While it may be “reasonable” for the Division to question the transfer, the hearing officer was nonetheless compelled to consider this issue at hearing, particularly where Mrs. Demurjian raised it in her “Memorandum in Support of MassHealh Eligibility” at the Fair Hearing. The fact that the DMA had reason to question the transfer does not equate to a finding, by substantial evidence, that the transfer of her assets was for the purpose of qualifying for MassHealth benefits. “Substantial evidence is such evidence as a reasonable mind might accept as adequate to support a conclusion.” Salaam v. Commissioner of the Dept. of Transitional Assistance, 43 Mass.App.Ct. 38, 39 (1997), citing G.L.c. 30A, §1; Amone, 43 Mass.App.Ct. at 34. In this case, the hearing officer did not make a determination, based on substantial evidence, as to the purpose of Mrs. Demurjian’s transfer to her daughter and son-in-law.

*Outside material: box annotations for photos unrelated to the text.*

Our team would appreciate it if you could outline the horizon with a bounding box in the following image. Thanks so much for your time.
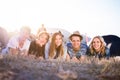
[0,0,120,37]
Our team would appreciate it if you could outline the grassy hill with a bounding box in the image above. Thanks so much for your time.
[0,55,120,80]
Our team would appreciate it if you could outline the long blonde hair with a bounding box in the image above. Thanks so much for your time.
[89,36,106,55]
[49,32,64,58]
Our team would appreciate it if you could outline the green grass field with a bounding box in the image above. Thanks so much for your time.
[0,55,120,80]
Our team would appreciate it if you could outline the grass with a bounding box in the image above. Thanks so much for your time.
[0,55,120,80]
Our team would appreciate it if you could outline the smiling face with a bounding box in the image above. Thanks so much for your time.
[92,38,102,51]
[71,36,81,50]
[39,33,49,46]
[55,35,63,47]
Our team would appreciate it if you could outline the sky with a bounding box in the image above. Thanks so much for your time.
[0,0,120,37]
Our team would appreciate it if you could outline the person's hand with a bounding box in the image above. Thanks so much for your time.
[71,57,79,62]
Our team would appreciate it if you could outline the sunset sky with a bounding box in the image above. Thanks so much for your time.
[0,0,120,37]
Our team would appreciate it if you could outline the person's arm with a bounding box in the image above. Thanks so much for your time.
[106,48,110,59]
[45,42,50,59]
[7,37,18,54]
[66,53,70,61]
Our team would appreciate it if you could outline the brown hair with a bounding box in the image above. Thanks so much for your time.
[49,32,64,58]
[90,36,106,55]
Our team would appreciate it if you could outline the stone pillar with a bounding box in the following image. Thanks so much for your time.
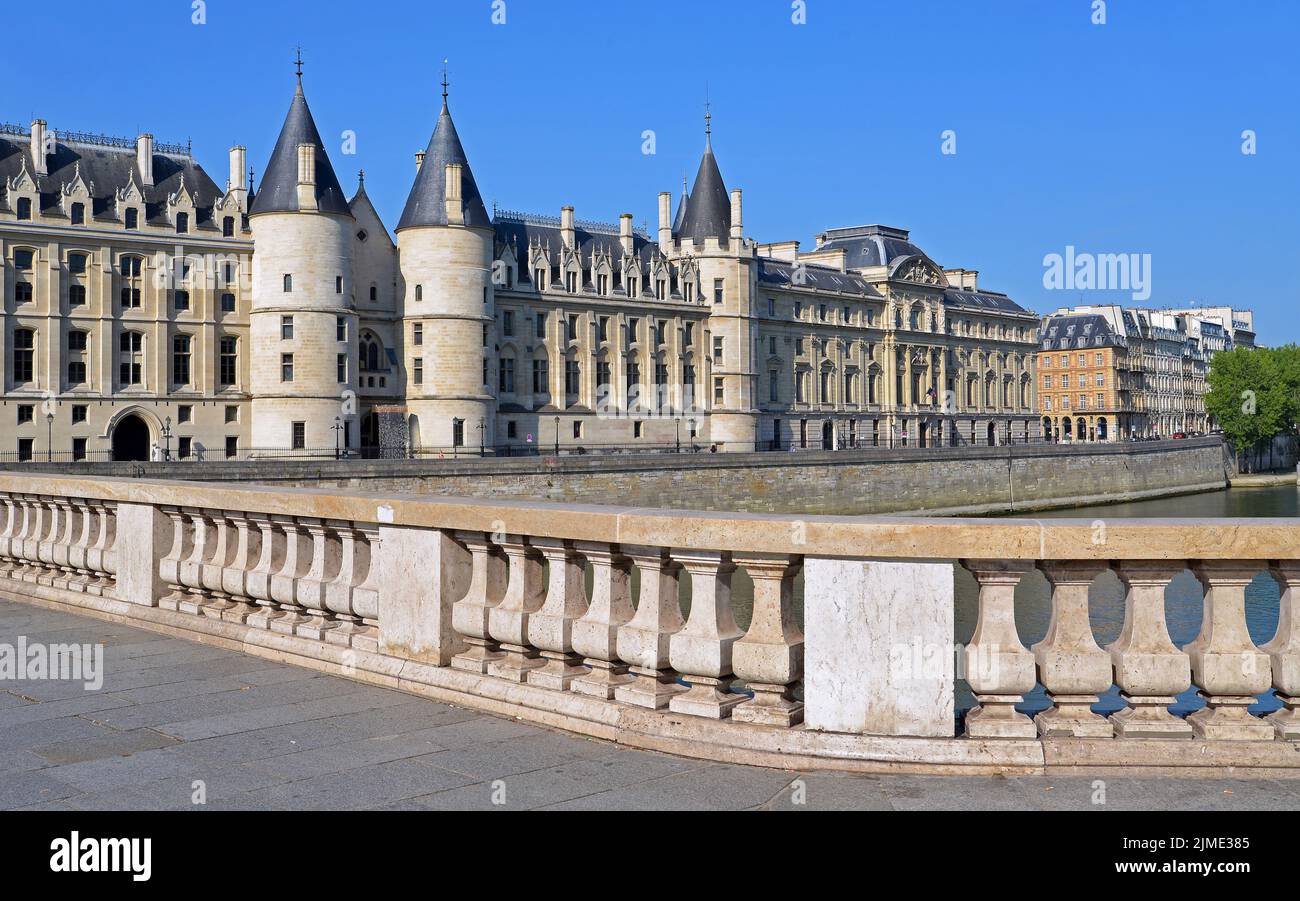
[451,532,506,673]
[528,538,586,692]
[117,503,172,607]
[1106,560,1192,738]
[572,541,636,699]
[1260,560,1300,741]
[1184,560,1274,741]
[488,534,546,683]
[372,525,471,667]
[732,554,803,725]
[1031,560,1114,738]
[668,550,745,719]
[614,546,686,710]
[962,560,1037,738]
[803,558,954,738]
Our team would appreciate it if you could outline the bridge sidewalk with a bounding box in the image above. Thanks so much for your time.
[0,597,1300,810]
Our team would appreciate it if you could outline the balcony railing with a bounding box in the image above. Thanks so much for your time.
[0,473,1300,772]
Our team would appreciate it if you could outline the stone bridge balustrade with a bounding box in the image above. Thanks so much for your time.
[0,473,1300,772]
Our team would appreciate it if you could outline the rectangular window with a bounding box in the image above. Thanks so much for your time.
[217,337,239,387]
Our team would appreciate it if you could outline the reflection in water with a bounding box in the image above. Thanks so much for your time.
[722,486,1300,714]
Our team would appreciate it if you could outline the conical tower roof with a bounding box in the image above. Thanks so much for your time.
[677,126,731,243]
[397,94,491,231]
[248,74,352,216]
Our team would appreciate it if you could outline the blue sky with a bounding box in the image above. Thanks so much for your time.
[0,0,1300,343]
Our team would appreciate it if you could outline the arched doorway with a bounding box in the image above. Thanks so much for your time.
[113,413,150,460]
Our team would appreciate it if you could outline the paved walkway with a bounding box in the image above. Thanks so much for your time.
[0,598,1300,810]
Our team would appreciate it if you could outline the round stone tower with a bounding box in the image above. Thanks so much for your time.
[397,86,495,451]
[243,65,359,455]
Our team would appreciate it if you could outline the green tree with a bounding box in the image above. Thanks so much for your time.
[1205,345,1300,470]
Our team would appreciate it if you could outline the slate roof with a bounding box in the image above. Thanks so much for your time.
[1041,313,1128,350]
[397,99,493,231]
[758,256,880,298]
[677,139,731,244]
[944,287,1037,317]
[0,134,224,226]
[813,225,933,269]
[248,78,352,216]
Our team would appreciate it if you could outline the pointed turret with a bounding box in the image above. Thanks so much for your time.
[397,95,491,231]
[676,113,731,243]
[248,66,351,216]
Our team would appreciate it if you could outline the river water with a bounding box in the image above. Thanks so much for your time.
[712,485,1300,714]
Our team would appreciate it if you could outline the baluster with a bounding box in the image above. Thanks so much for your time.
[668,550,745,719]
[68,498,95,592]
[221,512,260,623]
[488,534,546,683]
[1030,560,1115,738]
[199,510,235,619]
[1260,560,1300,741]
[732,554,803,725]
[159,507,194,610]
[1106,560,1192,738]
[572,541,636,701]
[614,546,686,710]
[528,538,586,692]
[962,560,1039,738]
[244,514,287,629]
[343,525,380,654]
[1184,560,1274,741]
[294,519,339,641]
[451,532,506,673]
[267,516,312,634]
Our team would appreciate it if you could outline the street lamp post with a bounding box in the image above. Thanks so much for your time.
[329,416,343,460]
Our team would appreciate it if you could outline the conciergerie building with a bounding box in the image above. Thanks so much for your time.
[0,68,1041,460]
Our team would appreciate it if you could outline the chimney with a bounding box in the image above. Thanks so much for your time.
[135,134,153,187]
[298,143,316,209]
[659,191,672,254]
[31,118,52,176]
[560,207,577,250]
[228,144,248,191]
[619,213,632,256]
[443,163,465,225]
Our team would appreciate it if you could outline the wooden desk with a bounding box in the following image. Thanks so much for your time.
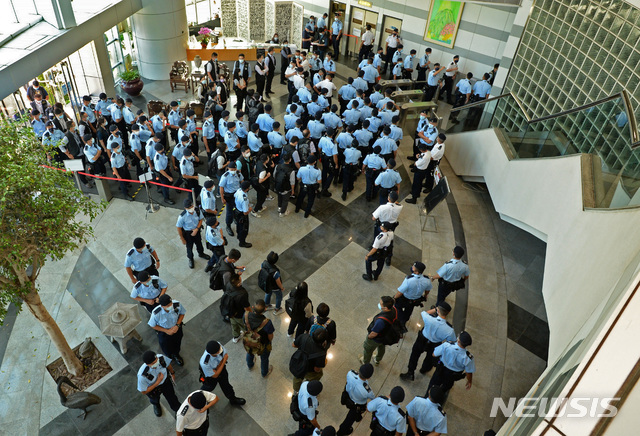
[187,47,280,64]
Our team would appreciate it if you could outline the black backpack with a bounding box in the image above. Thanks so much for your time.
[367,307,404,345]
[209,256,231,291]
[274,163,291,192]
[258,260,278,293]
[289,335,325,378]
[298,138,311,166]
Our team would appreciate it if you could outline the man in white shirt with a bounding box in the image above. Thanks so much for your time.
[380,27,402,74]
[176,390,218,436]
[358,24,375,63]
[404,142,431,204]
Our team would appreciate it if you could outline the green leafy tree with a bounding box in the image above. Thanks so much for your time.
[0,118,103,375]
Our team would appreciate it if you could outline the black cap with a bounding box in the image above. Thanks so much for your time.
[307,380,322,397]
[389,386,404,404]
[429,385,444,405]
[320,425,336,436]
[138,271,149,282]
[142,350,156,364]
[438,301,451,313]
[360,363,373,378]
[189,391,207,410]
[158,294,171,306]
[459,331,473,347]
[413,262,427,274]
[206,341,221,354]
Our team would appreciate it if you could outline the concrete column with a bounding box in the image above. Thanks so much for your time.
[131,0,189,80]
[93,38,116,97]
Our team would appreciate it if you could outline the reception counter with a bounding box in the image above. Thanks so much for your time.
[187,44,281,62]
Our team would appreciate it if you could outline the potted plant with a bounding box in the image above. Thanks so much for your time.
[118,70,144,97]
[198,27,213,48]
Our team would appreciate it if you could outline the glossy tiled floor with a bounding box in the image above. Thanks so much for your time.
[0,58,548,436]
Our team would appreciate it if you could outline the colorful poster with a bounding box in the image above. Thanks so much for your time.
[424,0,464,48]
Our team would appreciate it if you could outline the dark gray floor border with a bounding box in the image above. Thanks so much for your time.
[447,192,469,332]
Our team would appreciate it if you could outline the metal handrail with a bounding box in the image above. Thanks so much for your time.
[451,89,640,148]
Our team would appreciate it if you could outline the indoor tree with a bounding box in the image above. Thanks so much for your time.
[0,117,103,375]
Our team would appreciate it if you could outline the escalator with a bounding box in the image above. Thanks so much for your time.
[445,91,640,209]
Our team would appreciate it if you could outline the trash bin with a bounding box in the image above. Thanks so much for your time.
[94,178,113,202]
[400,101,438,139]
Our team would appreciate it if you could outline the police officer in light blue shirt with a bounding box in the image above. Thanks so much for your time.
[131,271,167,313]
[374,158,402,204]
[284,109,300,131]
[149,294,187,366]
[367,386,407,434]
[393,262,431,325]
[322,104,342,130]
[427,331,476,395]
[307,114,327,140]
[247,123,262,154]
[342,100,361,126]
[473,73,491,101]
[137,350,180,416]
[407,386,447,435]
[296,155,322,218]
[431,245,469,306]
[267,121,287,154]
[298,380,322,434]
[338,363,376,435]
[400,302,456,381]
[218,161,244,236]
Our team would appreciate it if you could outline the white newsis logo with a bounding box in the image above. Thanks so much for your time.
[491,397,620,418]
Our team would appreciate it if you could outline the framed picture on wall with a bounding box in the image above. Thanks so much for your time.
[424,0,464,48]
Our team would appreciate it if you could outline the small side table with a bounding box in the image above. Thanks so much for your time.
[107,329,142,354]
[98,302,142,354]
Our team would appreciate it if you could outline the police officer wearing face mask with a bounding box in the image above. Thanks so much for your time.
[218,161,244,236]
[176,196,210,269]
[138,351,180,416]
[131,271,167,313]
[149,294,187,366]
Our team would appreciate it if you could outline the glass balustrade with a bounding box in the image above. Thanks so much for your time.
[446,93,640,208]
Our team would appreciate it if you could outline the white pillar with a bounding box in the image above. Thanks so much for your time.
[131,0,189,80]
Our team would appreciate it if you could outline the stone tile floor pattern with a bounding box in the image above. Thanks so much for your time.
[0,58,548,435]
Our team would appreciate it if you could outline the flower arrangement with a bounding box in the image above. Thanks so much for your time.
[198,27,213,45]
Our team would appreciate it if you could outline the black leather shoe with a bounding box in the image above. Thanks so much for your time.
[229,397,247,406]
[400,371,413,381]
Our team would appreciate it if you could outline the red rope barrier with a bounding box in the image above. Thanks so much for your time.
[40,165,191,192]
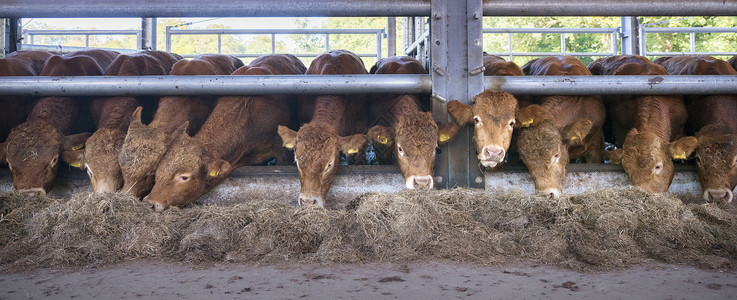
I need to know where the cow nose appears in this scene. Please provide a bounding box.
[18,188,46,197]
[705,189,732,203]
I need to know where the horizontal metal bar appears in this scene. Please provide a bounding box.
[483,28,619,34]
[0,75,737,96]
[484,75,737,95]
[169,29,383,34]
[0,0,737,18]
[483,0,737,16]
[0,75,431,96]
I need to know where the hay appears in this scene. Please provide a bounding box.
[0,188,737,271]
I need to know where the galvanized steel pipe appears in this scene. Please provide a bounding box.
[0,75,737,96]
[0,0,737,18]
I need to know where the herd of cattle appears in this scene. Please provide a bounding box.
[0,49,737,211]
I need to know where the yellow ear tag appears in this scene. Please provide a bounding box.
[673,151,686,159]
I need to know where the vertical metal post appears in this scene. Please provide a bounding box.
[621,17,645,55]
[386,17,397,56]
[430,0,484,188]
[139,18,156,50]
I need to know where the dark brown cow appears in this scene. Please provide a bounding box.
[144,55,305,211]
[118,54,243,198]
[0,49,118,194]
[279,50,367,206]
[448,53,529,170]
[517,56,605,198]
[589,55,696,193]
[0,51,53,143]
[64,51,182,193]
[660,55,737,202]
[368,56,458,189]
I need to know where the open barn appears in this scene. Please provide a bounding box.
[0,0,737,298]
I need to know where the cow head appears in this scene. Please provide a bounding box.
[62,128,125,193]
[1,121,90,194]
[368,111,459,189]
[605,128,697,193]
[517,119,592,199]
[143,132,235,212]
[694,125,737,203]
[278,122,367,207]
[448,91,517,168]
[118,107,172,198]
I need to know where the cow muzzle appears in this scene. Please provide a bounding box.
[704,188,733,203]
[297,194,325,207]
[478,145,506,168]
[18,188,46,197]
[405,175,434,190]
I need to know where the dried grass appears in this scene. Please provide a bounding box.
[0,188,737,271]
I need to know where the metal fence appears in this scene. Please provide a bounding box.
[166,27,384,60]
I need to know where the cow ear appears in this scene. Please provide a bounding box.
[562,119,593,145]
[668,136,699,159]
[277,125,297,149]
[338,134,368,154]
[517,104,547,127]
[604,149,624,165]
[448,100,473,126]
[438,122,461,145]
[207,158,231,178]
[61,132,92,169]
[368,125,394,145]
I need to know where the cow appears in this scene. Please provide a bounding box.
[143,54,305,212]
[0,51,53,143]
[517,56,606,199]
[658,55,737,203]
[4,49,118,195]
[118,54,243,198]
[448,53,529,170]
[589,55,696,193]
[368,56,458,189]
[63,51,182,194]
[279,50,367,207]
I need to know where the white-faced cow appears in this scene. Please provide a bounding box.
[279,50,367,207]
[659,55,737,203]
[589,55,696,193]
[4,49,118,194]
[517,56,606,198]
[64,51,182,193]
[143,54,305,212]
[368,56,458,189]
[118,54,243,198]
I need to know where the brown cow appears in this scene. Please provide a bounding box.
[448,53,529,169]
[659,55,737,202]
[4,49,118,194]
[118,54,243,198]
[368,56,458,189]
[279,50,367,207]
[589,55,696,193]
[0,51,53,143]
[63,51,182,193]
[517,56,606,198]
[143,54,305,212]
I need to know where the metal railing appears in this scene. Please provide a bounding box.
[640,25,737,56]
[166,27,384,60]
[23,29,141,49]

It appears to this Court that the resources transferred to Mrs. Demurjian’s daughter and son-in-law may have been transferred for the exclusive purpose of assisting their daughter in purchasing a new home which would provide them with a comfortable place to live in their declining years. The “exclusive purpose” of the transfer, as far as Mrs. Demurjian is concerned, was to provide Mr. and Mrs. Demurjian with a home to live in for the rest of their lives, with handicapped access and round the clock supervision. The DMA may or may not accept that proposition, but it is obliged to consider it before imposing a period of ineligibility. Accordingly, this Court will remand this case to the DMA, for consideration of whether Mrs. Demurjian’s transfer of assets to her daughter was “exclusively for a purpose other than to qualify for MassHealth.”
ORDER
It is therefore ORDERED that the DMA’s decision is REVERSED and the matter is REMANDED to the DMA for consideration of whether Mrs. Demurjian’s transfer of assets was “exclusively for a purpose other than to qualify for MassHealth.”
While this Court finds that the consideration the Demurjians received in exchange for their money did not have a fair market value of $100,000, it disputes the hearing officer’s finding that the promise to let the Demurjians live in the house for life, at a payment of $200 in rent and contribution toward utilities, did have some value. The sum charged for rent, $200 per month, is far below what the Demurjians would have had to pay if they had moved into an assisted living facility or a nursing home. It would appear that the $100,000 was, in essence, an advance payment of rent, the value of which surely exceeds $200.00 per month.